Should we “Jump Around” as the classic House of Pain’s song recommends? Perhaps, because looking at most financial markets’ year to date returns gives many reasons to jump around, especially in the highly uncertain economic and geopolitical environment investors have to face in 2023; even more if we go back at the end of 2022 when the investment community looked forlorn after such a poor year.
At the end of April 2023, the MSCI World is up 8.96%, the S&P500 8.59%, the MSCI Europe 10.08% and the Topix 8.76% (the only laggard in equities being the MSCI Emerging Markets but it’s still up 2.16% year to date); Credit also glows, with the Itraxx Crossover up 4.79% for the year so far; Government bonds have their say, with US 10 year yields down 45 basis points in 2023, German 10 year 26 bps and Italian 10 year 70 bps. What about Commodities? It’s not as straightforward: some rise, like Gold (+9.1% year to date), some fall, like Oil (down 4.34%).

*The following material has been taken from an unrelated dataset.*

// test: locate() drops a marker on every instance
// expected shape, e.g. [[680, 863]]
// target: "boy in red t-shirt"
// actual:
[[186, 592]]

With these numbers we can draw a logical chain of events: economic activity is expected to slow down, hence a probable peak in Central Banks’ hawkishness quite soon, with long term yields coming down. The latter have a huge impact on valuations, which, unsurprisingly, are on the rise again; to wit, the more expensive MSCI World Growth humiliates the cheaper MSCI World Value in 2023 so far (+16.58% for the former, +1.94% for the latter). Slowing economic activity and lower yields favours Gold, at the expense of Oil, which explains the opposite fate of the two commodities.
Finally, the market seems to selectively worry about a possible banking crisis in the US and its ripple effects across the globe. Financials underperform but don’t collapse overall.
“Jump up, jump up and get down” says the song; we hope markets don’t drive us down too much anytime soon!